Nonprofit The business cannot make Profits must be spent.
profit.
Limited liability company You are protected from The business is taxed like
(LLC) liability. A partnership. Profit and
loss flow through as
ordinary income.
Sub-chapter S You are protected from The business is taxed like a
liability. Partnership.
There are also some hybrid styles as well. Limited and general partnerships are examples.
Sole proprietorships have the great disadvantage of leaving you open to any liability, and they do not provide any tax benefits. In these lawsuit-happy days, it simply is not good business not to protect yourself as strongly as possible from personal liability.
Therefore, one could surmise that almost every business organization should be a corporation of some sort. There are some advantages to a sole proprietorship, in that it is easy to set up and requires little record keeping or other formalities.
Partnerships also have the great disadvantage of not providing liability protection (and worse, you can also be held liable for the acts of other partners). There are no tax benefits. And in many states, when one partner dies, the partnership is automatically dissolved. The benefits include ease of setting up (just an agreement between the parties) and little administrative work.
A corporation is a legal term for a fictitious entity that is independent from its shareholders. If the corporation is traditional (usually because it is large), it is in C form and more likely than not also incorporated in the state of Delaware (because corporations incorporated there have many benefits in terms of oversight, laws, shareholder control, and things such as poison pill defenses against hostile takeovers). Most investors providing funding will want you to be a C Corp and most likely incorporated in Delaware.
The principle benefit is protection from liability (but there are things you have to do – see below). The corporation can be sued, but lawsuits cannot touch the personal assets of investors and owners. The company can provide for fringe benefits. There are some tax benefits, and the corporation can retain earnings. It is also easy to raise capital by selling stock.

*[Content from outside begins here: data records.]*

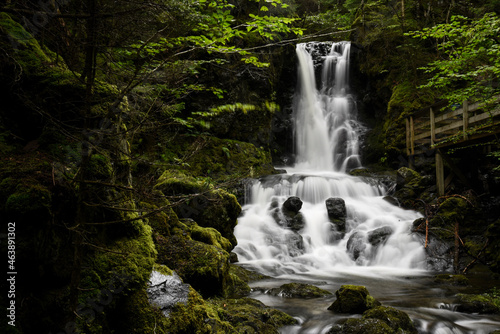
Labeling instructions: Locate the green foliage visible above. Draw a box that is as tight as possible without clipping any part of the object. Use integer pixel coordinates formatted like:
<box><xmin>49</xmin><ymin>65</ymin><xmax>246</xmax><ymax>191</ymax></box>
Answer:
<box><xmin>408</xmin><ymin>13</ymin><xmax>500</xmax><ymax>105</ymax></box>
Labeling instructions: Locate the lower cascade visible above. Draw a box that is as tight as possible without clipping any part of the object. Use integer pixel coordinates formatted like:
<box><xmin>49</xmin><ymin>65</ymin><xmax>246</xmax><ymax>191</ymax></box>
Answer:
<box><xmin>235</xmin><ymin>42</ymin><xmax>425</xmax><ymax>276</ymax></box>
<box><xmin>234</xmin><ymin>42</ymin><xmax>500</xmax><ymax>334</ymax></box>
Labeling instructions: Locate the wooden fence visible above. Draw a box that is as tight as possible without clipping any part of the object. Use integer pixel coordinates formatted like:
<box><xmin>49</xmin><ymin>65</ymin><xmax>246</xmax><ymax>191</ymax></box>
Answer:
<box><xmin>406</xmin><ymin>95</ymin><xmax>500</xmax><ymax>195</ymax></box>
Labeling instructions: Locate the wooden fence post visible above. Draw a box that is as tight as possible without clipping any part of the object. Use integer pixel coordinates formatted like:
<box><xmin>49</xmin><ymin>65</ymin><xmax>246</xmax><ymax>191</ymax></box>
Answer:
<box><xmin>462</xmin><ymin>100</ymin><xmax>469</xmax><ymax>140</ymax></box>
<box><xmin>429</xmin><ymin>108</ymin><xmax>444</xmax><ymax>196</ymax></box>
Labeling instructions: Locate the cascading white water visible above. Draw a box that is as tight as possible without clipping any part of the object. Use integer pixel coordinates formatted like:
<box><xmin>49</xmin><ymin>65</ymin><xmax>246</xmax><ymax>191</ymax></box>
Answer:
<box><xmin>234</xmin><ymin>42</ymin><xmax>500</xmax><ymax>334</ymax></box>
<box><xmin>294</xmin><ymin>43</ymin><xmax>361</xmax><ymax>172</ymax></box>
<box><xmin>234</xmin><ymin>42</ymin><xmax>425</xmax><ymax>277</ymax></box>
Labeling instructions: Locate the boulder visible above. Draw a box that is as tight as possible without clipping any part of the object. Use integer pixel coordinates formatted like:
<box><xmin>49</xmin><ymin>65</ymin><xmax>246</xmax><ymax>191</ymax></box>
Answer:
<box><xmin>283</xmin><ymin>196</ymin><xmax>302</xmax><ymax>214</ymax></box>
<box><xmin>328</xmin><ymin>285</ymin><xmax>380</xmax><ymax>314</ymax></box>
<box><xmin>267</xmin><ymin>283</ymin><xmax>332</xmax><ymax>298</ymax></box>
<box><xmin>327</xmin><ymin>319</ymin><xmax>396</xmax><ymax>334</ymax></box>
<box><xmin>456</xmin><ymin>293</ymin><xmax>500</xmax><ymax>314</ymax></box>
<box><xmin>368</xmin><ymin>226</ymin><xmax>393</xmax><ymax>246</ymax></box>
<box><xmin>147</xmin><ymin>270</ymin><xmax>189</xmax><ymax>316</ymax></box>
<box><xmin>155</xmin><ymin>231</ymin><xmax>229</xmax><ymax>297</ymax></box>
<box><xmin>325</xmin><ymin>197</ymin><xmax>347</xmax><ymax>232</ymax></box>
<box><xmin>347</xmin><ymin>231</ymin><xmax>366</xmax><ymax>261</ymax></box>
<box><xmin>363</xmin><ymin>306</ymin><xmax>418</xmax><ymax>334</ymax></box>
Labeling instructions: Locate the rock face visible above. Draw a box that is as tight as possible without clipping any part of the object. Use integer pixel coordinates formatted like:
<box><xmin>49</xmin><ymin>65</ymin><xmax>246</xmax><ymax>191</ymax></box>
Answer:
<box><xmin>328</xmin><ymin>285</ymin><xmax>380</xmax><ymax>314</ymax></box>
<box><xmin>271</xmin><ymin>196</ymin><xmax>306</xmax><ymax>232</ymax></box>
<box><xmin>283</xmin><ymin>196</ymin><xmax>302</xmax><ymax>214</ymax></box>
<box><xmin>267</xmin><ymin>283</ymin><xmax>332</xmax><ymax>298</ymax></box>
<box><xmin>147</xmin><ymin>270</ymin><xmax>189</xmax><ymax>316</ymax></box>
<box><xmin>325</xmin><ymin>197</ymin><xmax>347</xmax><ymax>232</ymax></box>
<box><xmin>368</xmin><ymin>226</ymin><xmax>393</xmax><ymax>246</ymax></box>
<box><xmin>347</xmin><ymin>231</ymin><xmax>366</xmax><ymax>261</ymax></box>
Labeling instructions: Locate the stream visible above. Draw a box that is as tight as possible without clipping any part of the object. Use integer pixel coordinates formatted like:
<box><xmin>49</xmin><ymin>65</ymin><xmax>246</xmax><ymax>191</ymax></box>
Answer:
<box><xmin>234</xmin><ymin>42</ymin><xmax>500</xmax><ymax>334</ymax></box>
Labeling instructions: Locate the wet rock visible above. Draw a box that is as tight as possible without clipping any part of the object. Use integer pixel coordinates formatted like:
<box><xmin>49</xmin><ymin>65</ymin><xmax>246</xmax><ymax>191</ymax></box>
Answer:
<box><xmin>147</xmin><ymin>270</ymin><xmax>189</xmax><ymax>316</ymax></box>
<box><xmin>328</xmin><ymin>285</ymin><xmax>380</xmax><ymax>314</ymax></box>
<box><xmin>286</xmin><ymin>212</ymin><xmax>306</xmax><ymax>232</ymax></box>
<box><xmin>368</xmin><ymin>226</ymin><xmax>393</xmax><ymax>246</ymax></box>
<box><xmin>396</xmin><ymin>167</ymin><xmax>422</xmax><ymax>190</ymax></box>
<box><xmin>325</xmin><ymin>197</ymin><xmax>347</xmax><ymax>232</ymax></box>
<box><xmin>325</xmin><ymin>223</ymin><xmax>345</xmax><ymax>244</ymax></box>
<box><xmin>456</xmin><ymin>293</ymin><xmax>500</xmax><ymax>314</ymax></box>
<box><xmin>270</xmin><ymin>196</ymin><xmax>306</xmax><ymax>232</ymax></box>
<box><xmin>284</xmin><ymin>232</ymin><xmax>304</xmax><ymax>257</ymax></box>
<box><xmin>363</xmin><ymin>306</ymin><xmax>418</xmax><ymax>334</ymax></box>
<box><xmin>434</xmin><ymin>274</ymin><xmax>469</xmax><ymax>285</ymax></box>
<box><xmin>283</xmin><ymin>196</ymin><xmax>302</xmax><ymax>214</ymax></box>
<box><xmin>210</xmin><ymin>298</ymin><xmax>297</xmax><ymax>334</ymax></box>
<box><xmin>327</xmin><ymin>319</ymin><xmax>399</xmax><ymax>334</ymax></box>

However, a corporation can be costly to form, require a lot of administration, and may not be very flexible.
A sub-chapter S (Sub-S) corporation is a form of corporation that provides the liability protection, but allows income and losses to flow through the corporation to the owners as if it were a partnership. While it can be somewhat costly to form, it is the best compromise for a small organization. The limited liability company (LLC) is very similar to the Sub-S, except that it has more flexibility (depending on local state laws). For example, a Sub-S Corp is limited to 35 shareholders. LLCs can have an unlimited number of shareholders. A few states tax the LLC like a regular corporation, but most tax it as a partnership.
As mentioned earlier, the largest benefit in being a corporation is protection from liability, because even something like a bookkeeping service can have potential liability issues in every business. But the corporation can be gotten around (called piercing the corporate veil) if the managers and owners do not carefully do two things:
1. Funds of the shareholders and the business cannot be commingled. There must be separate bank accounts and funds must be carefully kept separate (that is, no paying personal bills with company checks).
2. The owner must 'follow the corporate form'. They must have annual meetings (even if there is only one owner), keep corporate minutes, et cetera.
After all, a corporation is supposed to be a separate entity, and if the owners interchange cash or do not treat it like a real company, it is clear that it is a sham. The courts will then void the corporation, and the owners will be exposed to personal liability.
One would argue that almost everyone should have a corporation and not a sole proprietorship or partnership. Even though liability may seem unlikely, and given you will have insurance, the possible problems from liability are so huge that it does not make sense not to have the protection of incorporation. Remember, McDonald’s lost a very large settlement to a person who opened their cup of coffee while holding the cup in her lap. Tort lawyers always sue everyone to find the 'deep pockets'.